The first thing, once you've decided to become a fruit importer, is to learn about the different facets of this import business. It will help to research the fruit market and find out which fruits are in good demand in your area. You can decide to specialize in a particular fruit, or engage in importing several different varieties.
Being knowledgeable about the fruit you want to import is essential. This includes knowing where it grown, who grows it, when it is harvested, when is a good time to buy it, who to buy from, what the current fruit prices are, what the middlemen charge, how the fruit is treated and packed for shipping, and what its shelf life is. To become a fruit importer, you will also need to know about the customs rules, regulations and tariffs of both the importing country and the exporting country, and about the target markets for the imported fruit.
It is a good idea to establish contacts with the consulates of the respective countries, and with those who work in the fruit industry. In the course of the business, a fruit importer usually interacts with a fruit buyer, a fruit supplier, a fruit distributor, and with representatives of supermarket, health food store and other food outlets. Participating in fruit importer associations, industry forums and trade shows, and subscribing to fruit industry newsletters and magazines will help.

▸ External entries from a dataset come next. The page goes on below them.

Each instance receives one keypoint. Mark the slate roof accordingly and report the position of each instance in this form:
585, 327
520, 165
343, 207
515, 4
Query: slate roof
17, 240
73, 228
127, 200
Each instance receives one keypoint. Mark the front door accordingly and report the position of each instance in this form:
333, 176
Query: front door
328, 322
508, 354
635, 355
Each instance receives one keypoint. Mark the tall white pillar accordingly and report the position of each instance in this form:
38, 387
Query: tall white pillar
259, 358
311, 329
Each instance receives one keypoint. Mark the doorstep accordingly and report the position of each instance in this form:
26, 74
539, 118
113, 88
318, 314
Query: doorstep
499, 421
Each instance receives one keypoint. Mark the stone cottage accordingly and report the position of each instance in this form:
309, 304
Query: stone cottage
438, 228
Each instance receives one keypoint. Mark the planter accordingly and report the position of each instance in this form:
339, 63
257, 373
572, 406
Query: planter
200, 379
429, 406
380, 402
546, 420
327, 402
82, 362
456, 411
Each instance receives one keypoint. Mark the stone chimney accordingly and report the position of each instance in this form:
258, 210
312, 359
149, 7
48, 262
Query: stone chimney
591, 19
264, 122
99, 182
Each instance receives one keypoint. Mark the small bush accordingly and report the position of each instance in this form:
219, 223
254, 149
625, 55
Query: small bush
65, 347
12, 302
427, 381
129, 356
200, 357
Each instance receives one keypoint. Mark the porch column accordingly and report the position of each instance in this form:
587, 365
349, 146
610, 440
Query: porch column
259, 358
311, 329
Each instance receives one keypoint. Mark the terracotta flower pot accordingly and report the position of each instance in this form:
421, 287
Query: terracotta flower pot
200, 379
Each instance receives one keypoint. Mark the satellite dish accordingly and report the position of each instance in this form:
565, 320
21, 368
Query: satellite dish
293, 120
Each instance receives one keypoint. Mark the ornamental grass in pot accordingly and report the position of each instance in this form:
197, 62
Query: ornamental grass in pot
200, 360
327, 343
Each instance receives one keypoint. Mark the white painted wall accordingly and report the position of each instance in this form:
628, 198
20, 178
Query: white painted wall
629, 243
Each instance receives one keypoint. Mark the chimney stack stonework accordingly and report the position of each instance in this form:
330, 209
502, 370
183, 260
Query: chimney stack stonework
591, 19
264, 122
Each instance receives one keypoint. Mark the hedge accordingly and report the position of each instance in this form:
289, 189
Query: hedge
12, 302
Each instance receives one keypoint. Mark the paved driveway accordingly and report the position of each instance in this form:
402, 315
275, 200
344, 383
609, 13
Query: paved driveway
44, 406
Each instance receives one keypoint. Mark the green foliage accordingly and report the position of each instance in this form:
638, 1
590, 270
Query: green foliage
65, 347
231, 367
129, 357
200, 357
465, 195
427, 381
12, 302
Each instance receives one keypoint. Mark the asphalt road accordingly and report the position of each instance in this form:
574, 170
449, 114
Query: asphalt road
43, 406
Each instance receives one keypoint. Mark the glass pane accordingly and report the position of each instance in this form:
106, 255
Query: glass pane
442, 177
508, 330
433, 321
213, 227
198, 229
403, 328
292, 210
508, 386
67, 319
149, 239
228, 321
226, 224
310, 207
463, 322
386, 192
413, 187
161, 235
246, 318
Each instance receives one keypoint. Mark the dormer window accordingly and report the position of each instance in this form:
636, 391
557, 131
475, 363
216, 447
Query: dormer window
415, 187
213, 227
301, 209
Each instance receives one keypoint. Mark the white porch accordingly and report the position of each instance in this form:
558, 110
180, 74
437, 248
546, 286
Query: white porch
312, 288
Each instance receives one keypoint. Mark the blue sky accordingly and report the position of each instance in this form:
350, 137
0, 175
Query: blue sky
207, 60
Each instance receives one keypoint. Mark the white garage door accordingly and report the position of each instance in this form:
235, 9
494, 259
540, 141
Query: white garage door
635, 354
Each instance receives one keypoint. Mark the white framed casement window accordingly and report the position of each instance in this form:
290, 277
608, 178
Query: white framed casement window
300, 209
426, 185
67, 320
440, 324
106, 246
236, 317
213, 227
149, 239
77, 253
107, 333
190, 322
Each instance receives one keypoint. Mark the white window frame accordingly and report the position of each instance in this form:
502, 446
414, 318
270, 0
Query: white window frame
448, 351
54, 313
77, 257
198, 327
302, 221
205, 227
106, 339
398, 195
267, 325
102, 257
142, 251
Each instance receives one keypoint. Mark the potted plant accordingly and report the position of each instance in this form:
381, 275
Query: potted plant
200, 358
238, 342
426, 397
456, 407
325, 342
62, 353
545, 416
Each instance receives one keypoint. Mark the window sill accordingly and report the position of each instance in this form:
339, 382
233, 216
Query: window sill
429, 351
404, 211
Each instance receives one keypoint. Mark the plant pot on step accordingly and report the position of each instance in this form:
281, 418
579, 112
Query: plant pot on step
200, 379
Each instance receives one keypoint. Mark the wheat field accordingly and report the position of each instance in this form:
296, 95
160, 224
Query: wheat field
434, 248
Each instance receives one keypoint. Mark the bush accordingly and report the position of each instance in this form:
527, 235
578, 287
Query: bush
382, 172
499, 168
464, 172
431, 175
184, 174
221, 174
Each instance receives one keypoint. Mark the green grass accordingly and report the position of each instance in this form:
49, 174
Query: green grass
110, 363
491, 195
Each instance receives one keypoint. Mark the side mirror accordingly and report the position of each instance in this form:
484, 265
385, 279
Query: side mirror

A well-thought-out business plan is necessary to become a fruit importer, as is having a well-set-up office and establishing a price for your import services. It will help to have an informative website about your business, and to advertise in local newspapers and journals. You can email, fax or call prospective clients to introduce yourself and express your interest in doing business with them, and take it from there.
Some travel, particularly to the exporting country, will usually be necessary, and you must be prepared to haggle prices and trash out contract details. Knowing how to get along with different types of people will come in handy here. Being fluent in the local language will also help you business-wise.